A culmination of eight years of work, “Missing Words” “speaks about all these little moments that make up our life in some way. Some of them are humorous, others of them are sad or mournful or joyous or unusual,” Nathan explained.

“It's a great honor to have this work recognized by Brown … and also to have the opportunity to continue to support projects that are dream projects with the funding that the award provides,” Nathan said.

Hongjie Dong, professor of applied mathematics 

Professor of Applied Mathematics Hongjie Dong received a Midcareer Research Achievement Award. Dong researches “regularity theory for both linear and nonlinear partial differential equations,” which “are used to mathematically formulate, and thus aid the solution of, … problems such as fluid flow, elasticity, electrostatics, electrodynamics, the propagation of heat or sound,” he wrote in an email to The Herald.

Previously, Dong made important contributions to the regularity theory for elliptic and parabolic partial differential equations, as well as the field of fluid dynamics. His lab is now studying elliptic equations that model composite materials, which contain two materials with different physical and chemical properties.

Dong wrote that he is “extremely delighted and honored,” to receive the Midcareer Research Achievement Award and thanked the University and Division of Applied Mathematics for “providing such a great work environment.”

“I am very grateful to my collaborators, colleagues and students for their encouragement, support and help throughout the years,” Dong added.

Gaurav Choudhary, professor of cardiology

Professor of Cardiology Gaurav Choudhary also received a Midcareer Research Achievement Award. Choudhary’s research focus is on pulmonary hypertension, a condition of elevated blood pressure in the lungs. His lab employs a variety of clinical, epidemiological and basic science techniques to study disease mechanisms and prevalence, as well as to explore diagnostic and therapeutic tools, Choudhary said.

Previously, his lab conducted research to show that a mean pulmonary artery pressure of 25 mmHg, the old cutoff for PH diagnosis, was in fact associated with negative outcomes. The definition of pulmonary hypertension has since been reduced from 25 mmHg to 20 mmHg. This way, physicians “can diagnose more people earlier rather than wait until (the condition) becomes more severe,” Choudhary said, allowing patients to receive treatment earlier.

His lab has also identified a non-neuronal pathway that can lead to fibrosis, or hardening, of the heart, with important implications for right ventricular dysfunction, a condition related to PH.

Choudhary will use the funding from the Research Achievement Award for several new projects.

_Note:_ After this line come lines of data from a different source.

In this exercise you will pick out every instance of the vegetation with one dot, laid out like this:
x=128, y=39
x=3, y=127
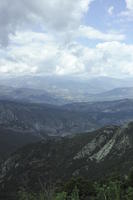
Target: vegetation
x=81, y=189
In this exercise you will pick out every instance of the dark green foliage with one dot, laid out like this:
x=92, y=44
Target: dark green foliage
x=84, y=187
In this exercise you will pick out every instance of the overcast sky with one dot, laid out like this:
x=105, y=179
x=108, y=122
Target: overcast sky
x=66, y=37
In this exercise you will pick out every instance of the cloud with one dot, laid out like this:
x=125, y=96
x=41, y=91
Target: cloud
x=110, y=10
x=39, y=53
x=92, y=33
x=57, y=15
x=129, y=4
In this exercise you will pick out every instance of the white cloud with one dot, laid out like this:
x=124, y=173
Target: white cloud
x=38, y=53
x=92, y=33
x=129, y=4
x=111, y=10
x=57, y=15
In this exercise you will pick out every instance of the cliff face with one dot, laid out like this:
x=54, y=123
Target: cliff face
x=93, y=155
x=44, y=119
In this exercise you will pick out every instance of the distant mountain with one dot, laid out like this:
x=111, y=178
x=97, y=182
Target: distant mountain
x=42, y=119
x=67, y=88
x=115, y=94
x=22, y=123
x=92, y=155
x=29, y=95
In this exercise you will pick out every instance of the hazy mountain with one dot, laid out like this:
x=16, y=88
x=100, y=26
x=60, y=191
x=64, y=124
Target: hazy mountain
x=62, y=120
x=91, y=155
x=29, y=95
x=115, y=94
x=67, y=88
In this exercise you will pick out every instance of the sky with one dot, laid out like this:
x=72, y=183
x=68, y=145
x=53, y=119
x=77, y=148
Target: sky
x=66, y=37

“One of the biggest challenges in treating pulmonary hypertension is identifying patients,” he said. Finding high blood pressure in the lungs isn’t as easy as attaching a blood pressure cuff to the patient — screening involves looking for nonspecific symptoms, confirming via ultrasound of echocardiogram and finally doing an invasive right heart catheterization, he explained. According to Choudhary, a new study will develop AI technology and machine learning to more efficiently identify PH.

“I think it's an incredible honor,” Choudhary said. “I'm humbled to receive it. But you know, it's not really a Research Achievement Award for (just) me … it’s really recognition for everybody.”

Correction: A previous version of this story misspelled the name of Tara Nummedal and incorrectly said she received an Early Career Research Achievement Award rather than a Midcareer Research Achievement Award. A previous version of this article also incorrectly said Eric Nathan received a Midcareer award, when in fact he received an Early Career award. The Herald regrets the errors.